Marvell Technology just projected fiscal 2028 revenue near $15 billion, blowing past Wall Street estimates on the back of explosive AI data center demand. For network engineers, this isn’t just a stock market story — Marvell silicon sits inside the switches, optics, and DPUs you configure every day. Understanding what’s driving this growth tells you exactly where data center networking is headed.

Key Takeaway: AI workloads are fundamentally reshaping data center network architecture, and the silicon providers like Marvell building custom ASICs, 800G/1.6T optics, and DPUs are the clearest signal of where your career should be pointing.

Why Is Marvell’s AI Data Center Revenue Surging?

The numbers tell the story. According to Reuters (March 2026), Marvell’s data center revenue is expected to grow close to 50% year-over-year in fiscal 2028. The company raised its fiscal 2027 revenue projection to $12.7 billion and sees fiscal 2028 approaching $15 billion — a trajectory that had shares jumping over 18% in a single session.

What’s fueling this? Big Tech spending. Alphabet, Microsoft, Amazon, and Meta are collectively expected to spend at least $630 billion on AI infrastructure in 2026 alone, according to analyst estimates compiled by MarketScreener. That capital flows directly into the networking layer — every GPU cluster needs a high-bandwidth, low-latency fabric to connect it.

Marvell isn’t building the GPUs. They’re building everything that connects them. And in an AI data center, the network is arguably more critical than the compute.

What Does Marvell Actually Build for Networks?

If you’ve worked with enterprise or data center networking gear, you’ve touched Marvell silicon — you just might not know it. Here’s the breakdown of what matters for network engineers:

Custom XPU Accelerators

Marvell currently has 18 active custom silicon programs — 12 for the four major hyperscalers and 6 for emerging AI customers. These include custom XPUs (optimized processors) and XPU attach devices like PCIe retimers, CXL controllers, and co-processors.

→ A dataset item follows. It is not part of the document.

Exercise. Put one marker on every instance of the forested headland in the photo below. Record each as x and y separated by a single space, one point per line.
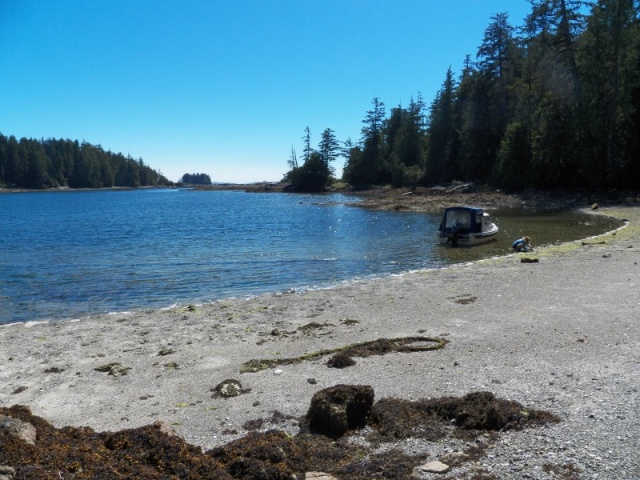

According to Marvell’s own investor data, the total addressable market (TAM) for custom XPUs is expected to hit $40.8 billion by 2028, growing at a 47% compound annual growth rate. The broader data center semiconductor TAM reaches $94 billion.

PAM4 Optical DSPs (800G and 1.6T)

This is where it gets directly relevant to your day job. Marvell’s PAM4 optical DSPs are the industry standard for 400G, 800G, and upcoming 1.6T Ethernet modules. Their Ara 3nm 1.6T PAM4 DSP recently won Interconnect Product of the Year.

The transition timeline matters:

SpeedStatus in 2026Key Use Case
400GMainstream deploymentSpine-leaf uplinks, general DC
800GRamping in hyperscaleAI back-end fabrics, GPU interconnect
1.6TQualification phase (Google, Amazon)Next-gen AI training clusters

For network engineers designing spine-leaf fabrics for AI workloads, the jump from 400G to 800G isn’t optional — it’s happening now. According to industry analysis from Fabian Jansen’s research, 1.6T DR8 modules are already in qualification at major hyperscalers, with limited volume shipping expected in late 2026.

Data Processing Units (DPUs)

Marvell’s OCTEON DPU family handles network offload, security processing, and storage acceleration. Think of DPUs as programmable network processors embedded in servers or — increasingly — integrated directly into switches.

Cisco’s new N9300 Series Smart Switches demonstrate this trend. While Cisco chose AMD Pensando DPUs for their initial Smart Switch line, the concept is Marvell’s bread and butter with the OCTEON platform. These DPU-integrated switches can handle firewall inspection, microsegmentation enforcement, and service mesh functions at line rate — without dedicated appliances.

Switching Silicon

Marvell’s Prestera and Teralynx switch silicon families compete directly with Broadcom’s Memory and Memory+ lines. While Broadcom dominates the merchant switching silicon market, Marvell has carved out strong positions in carrier and enterprise switching.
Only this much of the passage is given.